After delaying their decision for two weeks following a plea from many of its low-income and fixed-income residents not to raise their monthly utility bills, the City Council unanimously approved the higher rates but did so with great reluctance.

“I struggled with this long and hard,” said Mayor Kristy Sayles.

But she did not see any “good” alternatives available either. She also pointed out that providing residents with sewer and water services is “not an option” for the city.

“We are required to provide sewer and water,” Sayles said.

“It’s a tough situation,” Councilman Sonny Dhaliwal said about the dilemma he and the rest of the council struggled with, whether to continue subsidizing the water and sewer rate shortfalls with the city’s General Fund account – as much as $1 million a year – to help cash-strapped residents but run the risk of jeopardizing police and fire services.

“Can we continue to subsidize (these services)? No.
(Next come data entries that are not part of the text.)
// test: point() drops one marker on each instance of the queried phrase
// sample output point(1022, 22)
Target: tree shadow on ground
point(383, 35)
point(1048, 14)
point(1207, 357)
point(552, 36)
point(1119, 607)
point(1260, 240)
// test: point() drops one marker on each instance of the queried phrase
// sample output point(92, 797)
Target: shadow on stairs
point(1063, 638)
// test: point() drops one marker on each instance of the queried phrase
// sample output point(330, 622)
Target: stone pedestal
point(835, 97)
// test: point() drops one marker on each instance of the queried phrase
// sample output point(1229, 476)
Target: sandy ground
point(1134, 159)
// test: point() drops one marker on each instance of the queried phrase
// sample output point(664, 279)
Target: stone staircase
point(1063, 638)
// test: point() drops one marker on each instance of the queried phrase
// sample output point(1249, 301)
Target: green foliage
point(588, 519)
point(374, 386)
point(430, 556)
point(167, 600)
If we do, others will suffer, like safety,” he said.

Before making the decision, he added, “I prayed to God that I’d do the right thing.”

Councilman Christopher Mateo said during the roll-call vote that he was voting “yes, reluctantly.”

Vice Mayor Martha Salcedo also prefaced her yes vote by making sure the resolution she was approving will include language that requires this issue to be revisited on an annual basis.

Following the outcry from many Lathrop citizens who said the originally proposed five-year increases in their monthly utility bills pared too close to their financial bones, the council instructed staff to come up with creative ways to minimize the burden on the residents. Staff managed to reduce the increases by half of the original suggestions, which could be spread out either on a five-year or three-year duration with the council to decide on the time period. But those increases were still too much for some residents, and the council asked staff once more to see if there’s anything else that could be done to reduce the amounts.

Tuesday night, staff came back with the report that “after extensive consideration,” they and the “city’s consultant reached the conclusion that all expenses had already been reduced to the minimum amount advisable to operate the utilities at a fiscally responsible level.”

Here are the monthly rate increases that will occur in the next five years, from 2009 to 2011.

Water rates, all 6 percent hikes: (For all residents living in Historic Lathrop which is the area east of Interstate 5) $41 a month in 2009, $44 in 2010, and $46 in 2011. (For the west side residents, also 6 percent increases), $32 a month in 2009, $35 in 2010, and $37 in 2011.

Sewer rates, 15 percent increases: (For east Lathrop residents) $39 a month in 2009, $45 in 2010, and $52 in 2011. (For west of I-5 residents) $38 a month in 2009, $43 in 2010, and $48 in 2011.

The disparity in the monthly bills is due to a number of factors including Mello-Roos district fees which is the case of the lower water monthly bills for west Lathrop residents, and the amount and type of maintenance needed to deliver the services to each area.

Like other cities and communities throughout the country, Lathrop also has to abide by federal and state mandates to reduce the amount of arsenic contaminants in its underground water sources. That mandate requires the construction of arsenic-removal facilities, adding to the cities’ financial burdens which are ultimately passed on to the consumers by way of monthly utility rate increases such as what just happened in Lathrop.

As part of their ongoing cost-reduction research, Interim City Manager Cary Keaten and his staff said they filed an application “for a little under $2 million of Economic Stimulus Funding” to help fund the city’s arsenic-removal project. Keaten said the city already has secured $10.5 million federal funds for  the facility’s construction. Still in the air is whether they will be able to receive the additional $2.5 million grant for the same project.
He said the construction phase will take from one-and-a-half to two years.

“We can revisit our costs every year and see what’s changed,” Keaten said about the city’s water and sewer services.

“Things change over the course of the year,” which could lead to lower monthly rates for residents, he said.

But for now, the rate increases are inevitable, noted Salcedo.

“If we don’t do this, our city will go bankrupt, for one thing. It’s important for the public to know that,” she said.